Why Structured Logging is Fundamental to Observability
Logging is an age-old practice in software development that dates back to the early days of computing. It is the process of recording events, errors, and other noteworthy occurrences within a software system.
Traditionally, these records have been unstructured blobs of text primarily intended for human consumption. But as software systems grew in complexity and scale, the limitations of using unstructured text data for automated analysis became increasingly apparent.
If you aim to achieve observability with unstructured logs, you're in for a rough ride.
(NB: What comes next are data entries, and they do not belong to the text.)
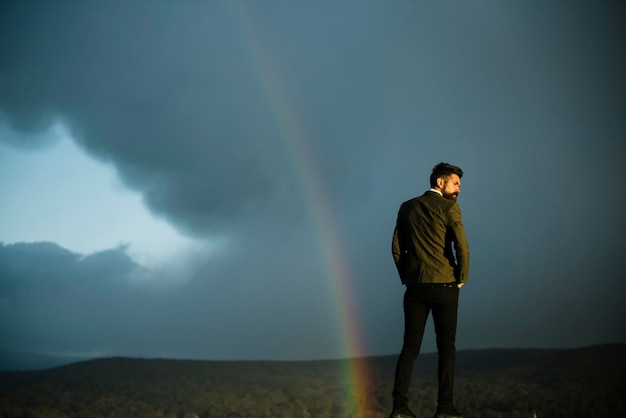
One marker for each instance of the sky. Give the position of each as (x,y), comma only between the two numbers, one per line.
(220,180)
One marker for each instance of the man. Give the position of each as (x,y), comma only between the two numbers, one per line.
(432,257)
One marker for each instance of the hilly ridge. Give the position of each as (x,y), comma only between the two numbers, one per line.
(584,382)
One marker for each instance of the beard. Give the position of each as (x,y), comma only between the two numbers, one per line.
(450,196)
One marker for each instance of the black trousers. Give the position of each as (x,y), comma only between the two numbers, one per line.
(420,300)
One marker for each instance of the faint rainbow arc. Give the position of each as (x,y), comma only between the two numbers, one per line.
(337,271)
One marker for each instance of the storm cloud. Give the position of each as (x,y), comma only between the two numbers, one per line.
(263,125)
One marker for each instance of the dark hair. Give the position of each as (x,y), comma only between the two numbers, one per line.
(444,170)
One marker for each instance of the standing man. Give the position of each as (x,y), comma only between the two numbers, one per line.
(432,257)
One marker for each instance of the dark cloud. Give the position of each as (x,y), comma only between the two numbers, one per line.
(222,114)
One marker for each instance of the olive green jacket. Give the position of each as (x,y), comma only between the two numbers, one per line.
(427,228)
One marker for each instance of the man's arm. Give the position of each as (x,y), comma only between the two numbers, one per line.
(461,247)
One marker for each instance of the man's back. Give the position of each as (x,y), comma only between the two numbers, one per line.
(426,228)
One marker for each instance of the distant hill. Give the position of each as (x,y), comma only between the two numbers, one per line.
(586,382)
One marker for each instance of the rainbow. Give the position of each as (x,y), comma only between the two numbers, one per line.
(273,82)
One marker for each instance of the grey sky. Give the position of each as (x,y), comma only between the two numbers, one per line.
(282,130)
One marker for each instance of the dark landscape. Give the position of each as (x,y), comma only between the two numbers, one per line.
(551,383)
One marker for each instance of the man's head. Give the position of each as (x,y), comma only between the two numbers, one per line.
(447,179)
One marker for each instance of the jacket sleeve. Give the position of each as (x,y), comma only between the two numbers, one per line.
(461,247)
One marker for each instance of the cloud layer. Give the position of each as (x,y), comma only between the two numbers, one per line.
(284,130)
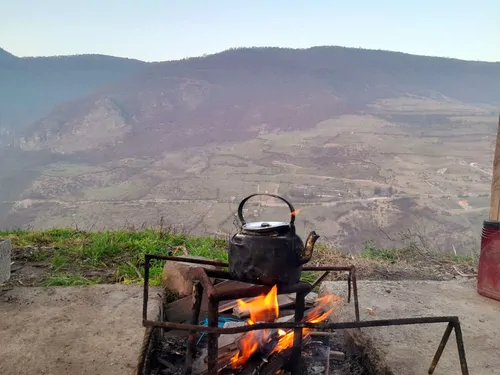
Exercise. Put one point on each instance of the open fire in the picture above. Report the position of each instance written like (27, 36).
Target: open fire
(265, 308)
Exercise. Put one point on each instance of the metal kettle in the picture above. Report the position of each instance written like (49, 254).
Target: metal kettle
(269, 252)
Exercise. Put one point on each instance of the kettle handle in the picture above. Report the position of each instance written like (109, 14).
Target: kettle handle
(242, 203)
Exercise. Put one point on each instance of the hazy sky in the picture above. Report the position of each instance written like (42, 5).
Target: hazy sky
(156, 30)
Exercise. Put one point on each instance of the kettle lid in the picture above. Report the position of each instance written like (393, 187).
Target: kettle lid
(265, 226)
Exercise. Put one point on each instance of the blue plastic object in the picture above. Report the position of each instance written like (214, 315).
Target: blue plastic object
(220, 323)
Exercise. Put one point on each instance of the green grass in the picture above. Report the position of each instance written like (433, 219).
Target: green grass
(70, 250)
(84, 258)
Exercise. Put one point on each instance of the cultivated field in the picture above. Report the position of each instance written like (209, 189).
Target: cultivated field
(408, 171)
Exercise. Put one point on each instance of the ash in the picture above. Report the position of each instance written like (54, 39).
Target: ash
(315, 358)
(169, 354)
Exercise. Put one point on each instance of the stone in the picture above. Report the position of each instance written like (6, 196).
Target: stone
(176, 278)
(227, 339)
(5, 260)
(339, 298)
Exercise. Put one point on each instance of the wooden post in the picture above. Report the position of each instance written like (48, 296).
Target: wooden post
(495, 181)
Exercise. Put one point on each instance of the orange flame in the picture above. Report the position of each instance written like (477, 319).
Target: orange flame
(265, 308)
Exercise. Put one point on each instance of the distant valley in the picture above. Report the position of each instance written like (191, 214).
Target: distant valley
(371, 145)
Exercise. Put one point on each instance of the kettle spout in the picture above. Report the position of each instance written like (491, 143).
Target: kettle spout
(309, 247)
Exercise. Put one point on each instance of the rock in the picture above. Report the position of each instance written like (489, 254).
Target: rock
(176, 278)
(328, 288)
(225, 340)
(5, 260)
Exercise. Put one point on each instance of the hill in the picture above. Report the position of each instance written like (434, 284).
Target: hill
(371, 145)
(237, 93)
(67, 256)
(31, 87)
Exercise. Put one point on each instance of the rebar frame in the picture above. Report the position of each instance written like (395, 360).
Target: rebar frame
(202, 283)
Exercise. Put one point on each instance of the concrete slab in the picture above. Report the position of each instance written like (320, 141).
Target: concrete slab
(5, 260)
(72, 330)
(408, 350)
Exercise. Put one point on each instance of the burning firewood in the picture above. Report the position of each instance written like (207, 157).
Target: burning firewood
(266, 351)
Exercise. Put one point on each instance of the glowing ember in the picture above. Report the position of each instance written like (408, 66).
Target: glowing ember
(265, 308)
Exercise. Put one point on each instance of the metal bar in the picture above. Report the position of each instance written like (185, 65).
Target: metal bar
(219, 274)
(213, 337)
(461, 347)
(316, 326)
(440, 348)
(326, 268)
(195, 318)
(300, 304)
(172, 258)
(355, 292)
(257, 290)
(200, 275)
(215, 331)
(349, 286)
(319, 279)
(147, 259)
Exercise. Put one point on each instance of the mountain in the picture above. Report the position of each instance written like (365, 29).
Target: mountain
(370, 145)
(233, 95)
(31, 87)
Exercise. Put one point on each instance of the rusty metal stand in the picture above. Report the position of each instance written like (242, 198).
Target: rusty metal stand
(203, 284)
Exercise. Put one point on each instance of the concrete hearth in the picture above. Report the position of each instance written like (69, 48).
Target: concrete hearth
(408, 350)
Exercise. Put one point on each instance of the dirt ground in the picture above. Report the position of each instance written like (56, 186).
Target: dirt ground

But such logs can be immensely valuable when redesigned as machine-parsable structured data.
The rest of this article will help you learn how to effectively transition your logging strategy to structured logs, paving the way to meeting your observability targets.
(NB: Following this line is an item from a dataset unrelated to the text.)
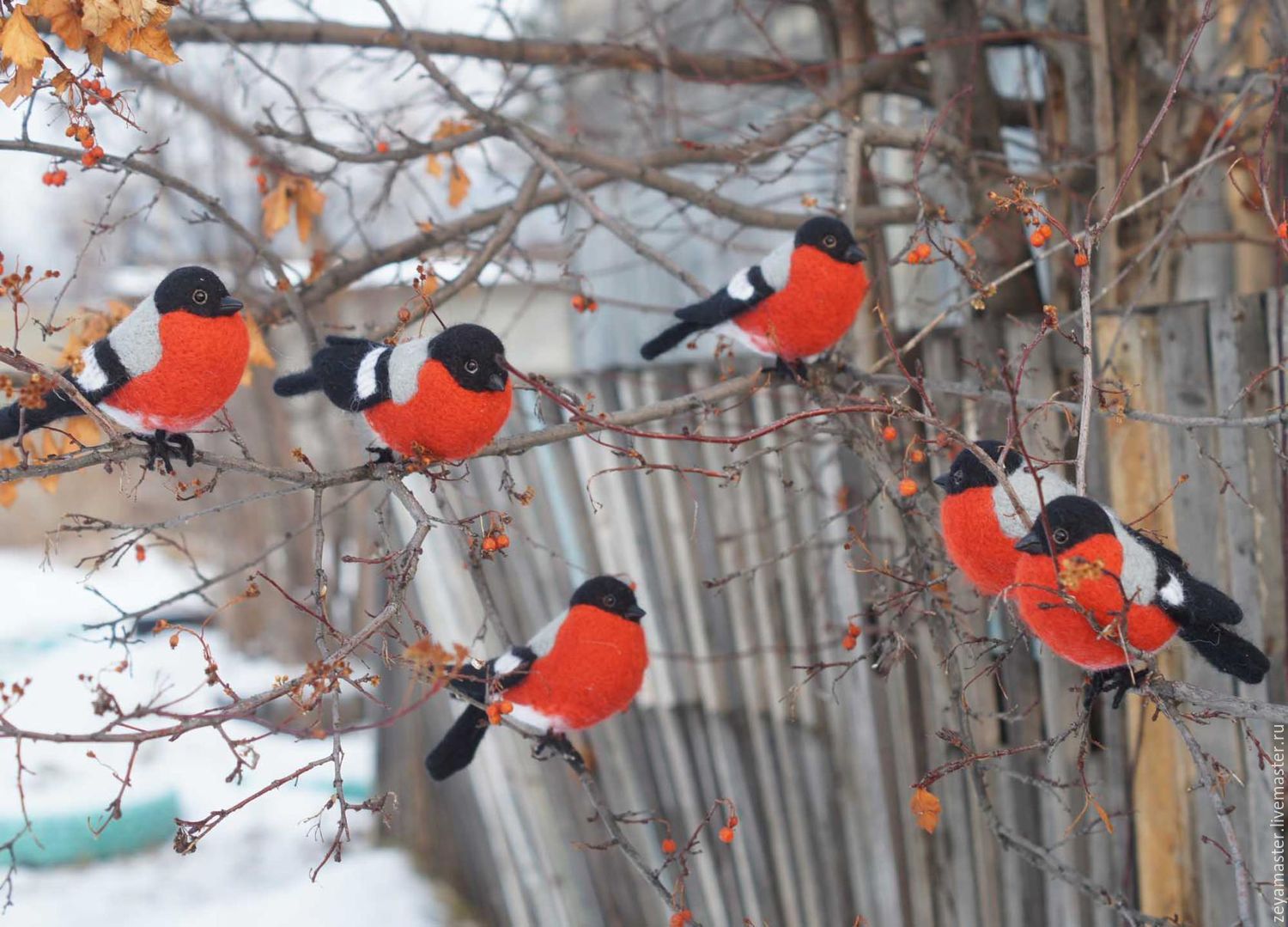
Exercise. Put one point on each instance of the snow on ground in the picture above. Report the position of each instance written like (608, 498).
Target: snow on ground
(254, 867)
A brief history of logging
Logging originated as a basic debugging tool, with programmers embedding print statements within their code to track program execution and identify errors. As operating systems matured, built-in logging mechanisms like Syslog emerged to establish a standard for system message logging.
With the rise of personal computers and complex software, application logging frameworks emerged as languages like C and Java integrated standard logging facilities to ensure consistent and portable logging practices.
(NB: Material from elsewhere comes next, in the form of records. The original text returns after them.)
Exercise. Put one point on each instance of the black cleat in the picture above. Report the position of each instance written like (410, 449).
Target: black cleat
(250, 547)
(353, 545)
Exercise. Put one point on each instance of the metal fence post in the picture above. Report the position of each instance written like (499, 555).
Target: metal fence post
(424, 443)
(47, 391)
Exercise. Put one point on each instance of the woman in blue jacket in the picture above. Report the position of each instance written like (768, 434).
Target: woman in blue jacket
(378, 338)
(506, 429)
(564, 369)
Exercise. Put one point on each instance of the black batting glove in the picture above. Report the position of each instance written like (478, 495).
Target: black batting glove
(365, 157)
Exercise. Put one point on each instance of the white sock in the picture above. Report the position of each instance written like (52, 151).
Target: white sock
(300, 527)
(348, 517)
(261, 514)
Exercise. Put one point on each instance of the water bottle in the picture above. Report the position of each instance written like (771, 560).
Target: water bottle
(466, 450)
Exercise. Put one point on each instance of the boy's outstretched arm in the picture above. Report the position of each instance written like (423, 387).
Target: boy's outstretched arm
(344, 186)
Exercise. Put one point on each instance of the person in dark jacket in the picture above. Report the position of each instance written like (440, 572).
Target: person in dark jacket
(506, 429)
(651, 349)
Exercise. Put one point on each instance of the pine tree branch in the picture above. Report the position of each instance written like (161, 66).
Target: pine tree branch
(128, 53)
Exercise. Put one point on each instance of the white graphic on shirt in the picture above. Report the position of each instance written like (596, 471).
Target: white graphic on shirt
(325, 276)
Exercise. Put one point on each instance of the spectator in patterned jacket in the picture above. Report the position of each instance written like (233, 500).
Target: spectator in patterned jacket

The advent of the internet and web services brought a new wave of challenges, necessitating advanced logging techniques that led to the emergence of popular frameworks like Log4j and the Python logging module in this era.
As server numbers grew, so did the volume of log data and the complexity of understanding system-wide events. Companies like Splunk and LogRhythm (both formed in 2003) pioneered solutions to manage and analyze this sprawling data, and their tooling was unmatched at the time.
The rise of cloud computing in the late 2000s to the present day intensified the data deluge, demanding even more robust logging tools. The industry is also shifting towards observability, a holistic approach that encompasses not just logs, but also metrics, distributed traces, and other signals to untangle complex service interactions.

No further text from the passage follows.